Which extract, transform, and load (ETL) service will meet these requirements?
A sales company uses AWS Glue ETL to collect, process, and ingest data into an Amazon S3 bucket. The AWS Glue pipeline creates a new file in the S3 bucket every hour. File sizes vary from 200 KB to 300 KB. The company wants to build a sales prediction model by using data from the previous 5 years. The historic data includes 44,000 files.

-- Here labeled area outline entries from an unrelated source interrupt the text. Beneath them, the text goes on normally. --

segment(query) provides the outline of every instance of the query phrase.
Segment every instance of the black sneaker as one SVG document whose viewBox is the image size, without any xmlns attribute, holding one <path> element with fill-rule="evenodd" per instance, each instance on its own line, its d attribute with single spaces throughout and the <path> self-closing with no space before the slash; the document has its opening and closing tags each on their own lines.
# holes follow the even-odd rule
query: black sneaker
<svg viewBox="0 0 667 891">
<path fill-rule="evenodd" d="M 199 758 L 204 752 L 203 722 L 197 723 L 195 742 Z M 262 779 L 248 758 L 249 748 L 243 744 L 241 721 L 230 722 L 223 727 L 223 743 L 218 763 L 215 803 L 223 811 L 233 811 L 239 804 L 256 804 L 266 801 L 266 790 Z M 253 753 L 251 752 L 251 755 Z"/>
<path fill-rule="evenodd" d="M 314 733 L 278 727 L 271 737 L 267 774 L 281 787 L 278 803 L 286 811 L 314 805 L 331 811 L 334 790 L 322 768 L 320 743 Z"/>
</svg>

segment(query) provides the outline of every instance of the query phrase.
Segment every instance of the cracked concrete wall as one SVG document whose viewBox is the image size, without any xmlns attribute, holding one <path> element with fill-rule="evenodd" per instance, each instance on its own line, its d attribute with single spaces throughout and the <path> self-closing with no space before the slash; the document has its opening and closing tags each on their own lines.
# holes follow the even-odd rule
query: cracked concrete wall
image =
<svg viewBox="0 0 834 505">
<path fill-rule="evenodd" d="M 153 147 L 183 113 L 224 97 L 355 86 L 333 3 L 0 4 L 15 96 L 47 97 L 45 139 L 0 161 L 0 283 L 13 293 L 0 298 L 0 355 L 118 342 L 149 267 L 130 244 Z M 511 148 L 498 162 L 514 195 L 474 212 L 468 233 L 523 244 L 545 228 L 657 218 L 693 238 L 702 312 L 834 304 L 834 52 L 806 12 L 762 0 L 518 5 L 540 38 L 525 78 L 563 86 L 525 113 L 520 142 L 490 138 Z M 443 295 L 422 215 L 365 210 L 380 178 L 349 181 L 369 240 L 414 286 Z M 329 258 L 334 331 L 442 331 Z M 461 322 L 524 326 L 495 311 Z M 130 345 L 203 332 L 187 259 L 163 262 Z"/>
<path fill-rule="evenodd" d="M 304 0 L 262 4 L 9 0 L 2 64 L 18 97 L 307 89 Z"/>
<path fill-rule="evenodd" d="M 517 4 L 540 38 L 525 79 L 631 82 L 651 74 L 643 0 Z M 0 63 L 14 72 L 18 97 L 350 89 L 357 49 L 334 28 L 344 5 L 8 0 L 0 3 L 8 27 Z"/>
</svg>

The company builds a second AWS Glue ETL pipeline by using the smallest worker type. The second pipeline retrieves the historic files from the S3 bucket and processes the files for downstream analysis. The company notices significant performance issues with the second ETL pipeline.
The company needs to improve the performance of the second pipeline.
Which solution will meet this requirement MOST cost-effectively?
Two developers are working on separate application releases. The developers have created feature branches named Branch A and Branch B by using a GitHub repository's master branch as the source.
The developer for Branch A deployed code to the production system. The code for Branch B will merge into a master branch in the following week's scheduled application release.
Which command should the developer for Branch B run before the developer raises a pull request to the master branch?